There were also some mention of the boarder being too thin, so I did two variations with the ball point added, and the boarder a little wider.


A...   










B...   





I'll let Mike decide on the duration of the poll.
I left voting visible, as Mike did in the first poll.


----------



## jxdubbs (Mar 17, 2019)

I like Both but if I had to choose one it would be A.

Sent from my SM-G975U using Tapatalk


----------



## gimpy (Mar 17, 2019)

They look the same to me


----------



## leehljp (Mar 17, 2019)

Congratulations on the winning design! The change represent both types well. 
And you are a great graphics artist!


----------



## jeff (Mar 17, 2019)

I was asked to set this poll to end in 5 days. 

This poll will close on 03-22-2019 at 05:35 PM ET


----------



## gimpy (Mar 17, 2019)

gimpy said:


> They look the same to me





What a goofball...I had to go back and then it hit me...


----------



## towerswoodcrafts (Mar 17, 2019)

I like A better 


Sent from my iPhone using Penturners.org mobile app


----------



## SnazzyPenz (Mar 18, 2019)

I personally like B


Sent from my iPhone using Penturners.org mobile app


----------



## FourKingsThingsLLC (Mar 18, 2019)

Same as gimpy above... I see no difference either. They look exactly the same to me.

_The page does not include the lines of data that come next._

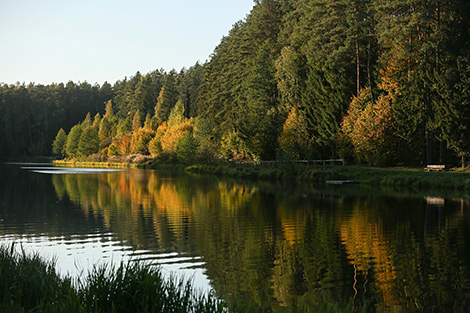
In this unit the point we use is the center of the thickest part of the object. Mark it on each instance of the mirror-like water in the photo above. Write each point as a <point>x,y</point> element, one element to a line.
<point>281,245</point>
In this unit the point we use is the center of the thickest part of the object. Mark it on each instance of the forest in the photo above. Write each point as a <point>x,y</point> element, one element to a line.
<point>378,82</point>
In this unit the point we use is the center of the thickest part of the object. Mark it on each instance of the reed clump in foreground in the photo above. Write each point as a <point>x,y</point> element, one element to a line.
<point>29,283</point>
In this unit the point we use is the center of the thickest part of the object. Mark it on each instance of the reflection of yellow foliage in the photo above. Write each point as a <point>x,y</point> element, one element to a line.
<point>367,246</point>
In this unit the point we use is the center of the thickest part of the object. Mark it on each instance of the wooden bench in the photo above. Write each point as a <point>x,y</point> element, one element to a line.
<point>437,168</point>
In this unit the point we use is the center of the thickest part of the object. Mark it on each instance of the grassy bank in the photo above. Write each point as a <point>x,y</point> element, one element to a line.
<point>29,283</point>
<point>402,178</point>
<point>398,178</point>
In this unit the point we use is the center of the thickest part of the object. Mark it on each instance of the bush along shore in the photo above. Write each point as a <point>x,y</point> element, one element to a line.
<point>282,171</point>
<point>29,283</point>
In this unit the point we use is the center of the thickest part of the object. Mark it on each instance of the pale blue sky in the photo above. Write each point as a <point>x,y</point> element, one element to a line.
<point>46,41</point>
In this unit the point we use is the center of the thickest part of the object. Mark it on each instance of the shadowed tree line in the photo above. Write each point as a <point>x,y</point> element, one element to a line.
<point>376,82</point>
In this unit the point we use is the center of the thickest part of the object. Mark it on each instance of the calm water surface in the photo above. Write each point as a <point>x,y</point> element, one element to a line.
<point>270,244</point>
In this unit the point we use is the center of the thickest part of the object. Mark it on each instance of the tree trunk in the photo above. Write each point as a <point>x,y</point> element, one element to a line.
<point>429,147</point>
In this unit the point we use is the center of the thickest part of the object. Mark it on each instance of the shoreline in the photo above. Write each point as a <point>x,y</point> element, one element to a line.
<point>401,178</point>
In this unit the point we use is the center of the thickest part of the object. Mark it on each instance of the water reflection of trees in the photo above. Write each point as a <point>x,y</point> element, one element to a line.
<point>289,249</point>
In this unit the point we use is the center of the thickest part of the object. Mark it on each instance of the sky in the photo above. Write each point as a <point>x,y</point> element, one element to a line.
<point>54,41</point>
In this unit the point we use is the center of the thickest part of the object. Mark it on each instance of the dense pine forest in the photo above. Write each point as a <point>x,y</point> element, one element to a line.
<point>379,82</point>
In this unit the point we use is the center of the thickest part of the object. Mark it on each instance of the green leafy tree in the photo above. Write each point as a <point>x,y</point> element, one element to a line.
<point>88,142</point>
<point>58,146</point>
<point>73,138</point>
<point>167,98</point>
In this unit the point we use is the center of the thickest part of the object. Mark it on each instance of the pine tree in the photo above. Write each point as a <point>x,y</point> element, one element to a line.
<point>58,146</point>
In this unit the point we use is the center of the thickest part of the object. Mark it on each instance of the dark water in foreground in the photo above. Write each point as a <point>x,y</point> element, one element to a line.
<point>276,245</point>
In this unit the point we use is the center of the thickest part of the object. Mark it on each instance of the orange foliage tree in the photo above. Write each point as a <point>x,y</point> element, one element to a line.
<point>368,126</point>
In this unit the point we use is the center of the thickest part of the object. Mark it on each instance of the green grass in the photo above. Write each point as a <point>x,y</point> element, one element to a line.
<point>29,283</point>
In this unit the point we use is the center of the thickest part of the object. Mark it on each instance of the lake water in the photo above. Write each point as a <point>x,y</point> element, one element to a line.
<point>280,245</point>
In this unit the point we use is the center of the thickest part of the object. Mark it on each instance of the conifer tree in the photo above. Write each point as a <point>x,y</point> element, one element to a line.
<point>58,146</point>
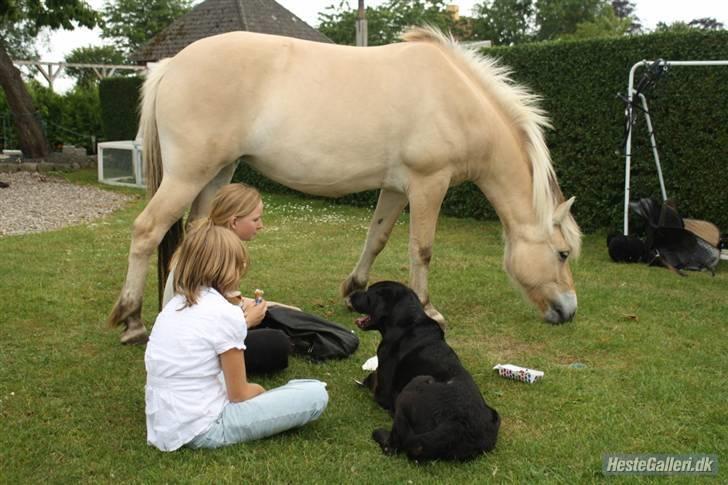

Perhaps a browser issue?


----------



## jdmacdo (Mar 18, 2019)

*Subtle difference*

Check the background/shadow.  That is where the difference is.


----------



## tjseagrove (Mar 18, 2019)

I like A, B looks to “busy”.


Sent from my iPhone using Penturners.org mobile app


----------



## Dsanek (Mar 18, 2019)

I vote for A


Sent from my iPad using Penturners.org mobile app


----------



## panchos61 (Mar 18, 2019)

Both but the second one is nicer


Sent from my iPhone using Penturners.org mobile app


----------



## mbroberg (Mar 20, 2019)

I'm beginning to see a trend here  :biggrin::tongue:


----------



## mbroberg (Mar 22, 2019)

Well, it was close (NOT!), but "A" is the winner. Next step is to find a source for the printed plastic cards. Thanks to all who submitted designs and to those who took the time to vote. We are inching closer to making this a reality.


----------